Harlem did not see a change until after 9/11, the entrance of Bill Clinton into Harlem, and a sizeable population discovering that it was a nice place to live. Clinton, business and white people came to Harlem, and now Harlem is being restored to its old self. What Black people did not have the courage to do for them, white people are doing for them. White people are showing Black people how to be Black again.

                Somewhere from the heart of the two great rivers running under that stretch of land, the souls of the Harlem cried out and said, remember me, remember my greatness, remember who I am. The soul of Harlem, that soul that lives on forever and passes from generation to generation has found its spiritual voice and the Harlem of all the yester years is coming alive. The voices of its writers, singers, poets, artist, prayers, the voice of the people who have shed tears and blood in its cement gardens cry out to be heard. The sounds are different. They may be mixed with Caribbean, African, Asian, and Haitian; there are some of the old souls from the southern parts of the country who refused to move out of this exciting neighborhood. There are some that were so financially secure, that there housing reflected their financial elegance, and the saw no reason to move. There were the secret millionaires who maintained the quiet dignity, which they had worked for or inherited. There were the churches, which continued to hold the traditional services with the same dignity and grace that is accepted by the folks who know.

There are the multimillion dollar brown stones that have been passed down from generation. The insides of these homes of elegance will never be viewed in the media. These homes are the secrets of the silent majority. These are the holders of the traditions and the richness of this community. The 21st century has ushered in a new period, in this Harlem.
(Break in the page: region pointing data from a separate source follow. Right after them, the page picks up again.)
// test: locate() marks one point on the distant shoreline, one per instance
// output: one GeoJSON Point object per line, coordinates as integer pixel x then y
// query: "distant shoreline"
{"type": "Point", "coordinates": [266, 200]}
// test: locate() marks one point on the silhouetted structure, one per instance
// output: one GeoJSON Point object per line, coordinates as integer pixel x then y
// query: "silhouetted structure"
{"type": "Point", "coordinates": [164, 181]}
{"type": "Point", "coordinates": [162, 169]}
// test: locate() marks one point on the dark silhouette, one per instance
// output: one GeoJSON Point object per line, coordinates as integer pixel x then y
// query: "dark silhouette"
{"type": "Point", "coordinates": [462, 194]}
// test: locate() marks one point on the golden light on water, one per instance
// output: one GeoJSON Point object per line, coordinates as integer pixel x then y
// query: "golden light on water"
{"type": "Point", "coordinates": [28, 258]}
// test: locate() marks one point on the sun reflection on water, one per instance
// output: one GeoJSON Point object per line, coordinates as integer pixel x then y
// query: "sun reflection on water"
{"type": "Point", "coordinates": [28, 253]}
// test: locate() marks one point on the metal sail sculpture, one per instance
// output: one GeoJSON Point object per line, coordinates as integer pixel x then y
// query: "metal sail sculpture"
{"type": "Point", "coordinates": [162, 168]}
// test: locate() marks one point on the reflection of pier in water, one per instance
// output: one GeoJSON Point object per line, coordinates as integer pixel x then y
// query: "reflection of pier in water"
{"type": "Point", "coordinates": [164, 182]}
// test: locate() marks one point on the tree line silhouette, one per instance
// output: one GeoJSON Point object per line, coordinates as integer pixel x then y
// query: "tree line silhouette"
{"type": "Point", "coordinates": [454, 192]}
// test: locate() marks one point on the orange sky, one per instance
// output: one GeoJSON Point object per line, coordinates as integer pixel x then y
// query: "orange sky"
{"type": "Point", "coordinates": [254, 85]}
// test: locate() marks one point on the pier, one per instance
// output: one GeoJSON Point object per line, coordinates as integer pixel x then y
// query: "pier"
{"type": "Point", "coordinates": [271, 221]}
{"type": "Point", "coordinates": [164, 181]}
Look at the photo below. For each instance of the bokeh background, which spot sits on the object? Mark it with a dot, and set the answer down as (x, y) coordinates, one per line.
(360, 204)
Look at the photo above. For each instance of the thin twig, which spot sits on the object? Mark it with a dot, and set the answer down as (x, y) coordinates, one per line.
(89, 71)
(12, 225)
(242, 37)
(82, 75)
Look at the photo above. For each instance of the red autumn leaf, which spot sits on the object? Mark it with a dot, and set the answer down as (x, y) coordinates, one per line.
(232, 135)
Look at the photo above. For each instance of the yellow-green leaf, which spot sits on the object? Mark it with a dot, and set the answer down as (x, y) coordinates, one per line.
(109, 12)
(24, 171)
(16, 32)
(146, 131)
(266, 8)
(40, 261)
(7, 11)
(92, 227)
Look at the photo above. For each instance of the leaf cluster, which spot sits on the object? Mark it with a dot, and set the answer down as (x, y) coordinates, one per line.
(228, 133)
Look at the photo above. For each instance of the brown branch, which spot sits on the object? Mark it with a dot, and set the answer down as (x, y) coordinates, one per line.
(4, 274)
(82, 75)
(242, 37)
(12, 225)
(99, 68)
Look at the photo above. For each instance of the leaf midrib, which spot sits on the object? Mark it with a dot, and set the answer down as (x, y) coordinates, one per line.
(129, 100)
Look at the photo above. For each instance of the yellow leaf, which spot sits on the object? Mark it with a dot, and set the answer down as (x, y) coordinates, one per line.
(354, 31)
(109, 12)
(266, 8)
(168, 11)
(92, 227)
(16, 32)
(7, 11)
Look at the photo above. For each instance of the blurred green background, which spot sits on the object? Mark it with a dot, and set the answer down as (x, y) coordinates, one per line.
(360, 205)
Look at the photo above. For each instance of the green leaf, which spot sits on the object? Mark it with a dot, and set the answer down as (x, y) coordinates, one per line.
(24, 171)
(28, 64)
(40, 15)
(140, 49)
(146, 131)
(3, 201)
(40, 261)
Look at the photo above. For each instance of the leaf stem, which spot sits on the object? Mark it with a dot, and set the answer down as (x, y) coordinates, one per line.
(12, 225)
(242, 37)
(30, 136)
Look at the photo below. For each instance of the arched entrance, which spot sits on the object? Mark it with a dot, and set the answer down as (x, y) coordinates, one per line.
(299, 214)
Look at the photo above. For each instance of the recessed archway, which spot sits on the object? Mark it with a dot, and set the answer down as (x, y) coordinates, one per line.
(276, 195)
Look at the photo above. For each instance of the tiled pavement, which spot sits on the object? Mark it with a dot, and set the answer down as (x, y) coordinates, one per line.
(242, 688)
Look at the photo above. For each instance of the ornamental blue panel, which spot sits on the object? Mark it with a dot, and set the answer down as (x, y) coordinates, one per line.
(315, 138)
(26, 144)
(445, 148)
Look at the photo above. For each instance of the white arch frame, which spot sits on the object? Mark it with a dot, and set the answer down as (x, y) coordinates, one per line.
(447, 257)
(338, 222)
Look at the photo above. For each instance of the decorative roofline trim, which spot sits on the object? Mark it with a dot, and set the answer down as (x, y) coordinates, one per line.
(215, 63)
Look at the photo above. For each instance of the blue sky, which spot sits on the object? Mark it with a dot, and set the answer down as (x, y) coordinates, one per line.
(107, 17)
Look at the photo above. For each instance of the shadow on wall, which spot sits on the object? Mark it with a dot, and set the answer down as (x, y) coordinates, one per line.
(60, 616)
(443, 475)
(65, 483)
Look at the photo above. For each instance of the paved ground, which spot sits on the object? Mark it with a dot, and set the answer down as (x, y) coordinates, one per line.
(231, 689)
With the slow death of racism, developers are quickly moving in to cash in on this gem between the rivers. Buildings are being planned with views over the gateway to the United States. Someone discovered that racism is not worth billion of dollars. Someone is discovering that Harlem is on the Island of Manhattan and the Island of Manhattan is the financial capital of the world. Someone has discovered that this multi-cultured country is represented in this small but exciting piece of real estate. Harlem is today, as it has always been an interracial, international home to all who love her. As a daughter proud to share her history, I celebrate that Harlem is the place of my birth.

I remember my days as a public school teacher working in the Harlem and Washington Heights areas, it was exciting because I was teaching in the land of my birth and I knew the culture and feel of the community. I was born in Spanish Harlem, so I know the feel of the Puerto Rican community. I grew up in central Harlem and went to public school and church in that area, so I was familiar with what went in Harlem and what did not.

I taught for many years in Harlem and Washington Heights, so the very proud people of the Dominican Republic community were part of my knowledge base. There were many times when I would come across children acting up in the school environment, when all I had to say to bring back into their own awareness was, “Black people do not behave that way.” The statement, “ Dominican children do not act that way,” was enough to pass an eye meet of knowledge and understanding and an immediate behavior change into their family value system. Families expected the very best from their children and when you reminded the child of family expectations they quickly lived out those expectations. Today when some people see our children acting “right” they are accused of acting “white.” A Black or Latino parent would never permit a child to be rude or disrespectful especially not in public. You seldom see Black or Latino children screaming in temper tantrums on a Department store floor that is called “white kid stuff.” Having high expectations for children inspires them to live up to those expectations.